Universal Outlier Detection
Sirin Nitinawarat, Yun Li, Venugopal Veeravalli
The “universal outlier detection” problem can be phrased as follows. Suppose we have two distributions, \mu and \pi on a discrete set \mathcal{Y}. We can observe random M-dimensional vectors Y where one coordinate has the outlier distribution \mu and the other coordinates are independently drawn according to \pi. We want to detect which coordinate is the outlier from repeated draws from the distribution. This is a sort of M-ary hypothesis test, and they look at the exponents achievable in this detection task without any knowledge of \mu and \pi.

On Stochastic Subgradient Mirror-Descent Algorithm with Weighted Averaging
Angelia Nedich
In mirror descent or other stochastic approximation-based optimization algorithms, sometimes taking the average of the iterates (or just the tail) can lead to better estimates because the randomness can get averaged out. The goal in this work was to produce algorithms which lead to more favorable tail-averaged estimates. To do this, we should really modify the algorithm itself and change the weight sequence. An open question is if the great convergence rates that they get are only in theory but also appear in implementations.

Alternating Minimization for Low-rank Recovery – Provable Guarantees
Sujay Sanghavi
Sujay talked about replacing a minimization like \min f(X) where X is a low-rank matrix by \min f(UV^T) where U and V are the factors of X. The overall problem is not convex but we can do alternating minimization over U and V. This works great in practice but it’s not clear why. They prove the first known guarantees on the convergence of this procedure. The idea is to show that for matrix completion (for example), alternating minimization is almost equivalent to a perturbed version of the power method.

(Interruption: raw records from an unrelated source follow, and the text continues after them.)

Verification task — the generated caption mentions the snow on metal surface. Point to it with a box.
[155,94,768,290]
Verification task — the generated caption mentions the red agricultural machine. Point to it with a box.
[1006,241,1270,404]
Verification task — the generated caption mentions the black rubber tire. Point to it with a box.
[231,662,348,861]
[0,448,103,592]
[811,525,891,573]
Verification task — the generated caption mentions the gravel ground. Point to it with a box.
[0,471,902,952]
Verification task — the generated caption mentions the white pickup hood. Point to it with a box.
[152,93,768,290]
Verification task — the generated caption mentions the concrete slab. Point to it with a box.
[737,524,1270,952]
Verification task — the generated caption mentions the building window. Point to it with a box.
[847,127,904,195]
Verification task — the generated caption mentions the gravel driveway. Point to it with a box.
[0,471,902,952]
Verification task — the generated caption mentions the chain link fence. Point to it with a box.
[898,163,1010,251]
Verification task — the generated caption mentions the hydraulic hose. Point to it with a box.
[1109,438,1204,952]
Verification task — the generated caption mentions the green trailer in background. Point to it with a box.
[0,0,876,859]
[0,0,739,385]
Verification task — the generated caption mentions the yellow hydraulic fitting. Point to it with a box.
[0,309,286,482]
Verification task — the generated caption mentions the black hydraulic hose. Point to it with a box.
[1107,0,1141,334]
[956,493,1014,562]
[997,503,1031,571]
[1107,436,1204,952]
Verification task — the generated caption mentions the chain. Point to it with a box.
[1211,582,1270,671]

Self-concordant scale estimation for manifold learning
Dominique Perrault-Joncas, Marina Meilă
Marina Meilă gave a talk about manifold learning, or the learning of low-dimensional (nonlinear) structures in higher dimensional space. Many methods use some sort of mesh on the given data points and use the graph Laplacian. The underlying differential geometry view is that there is a Riemannian metric g which assigns a bilinear form to the Hilbert space associated with each point of the manifold. The method proposed here was to do some local analysis by projecting the data onto a tangent plane at each point in a way that the distortion from the projection is not large. It made a lot more sense in the talk than I can do justice to it now, but I recommend perusing the paper if it sounds interesting.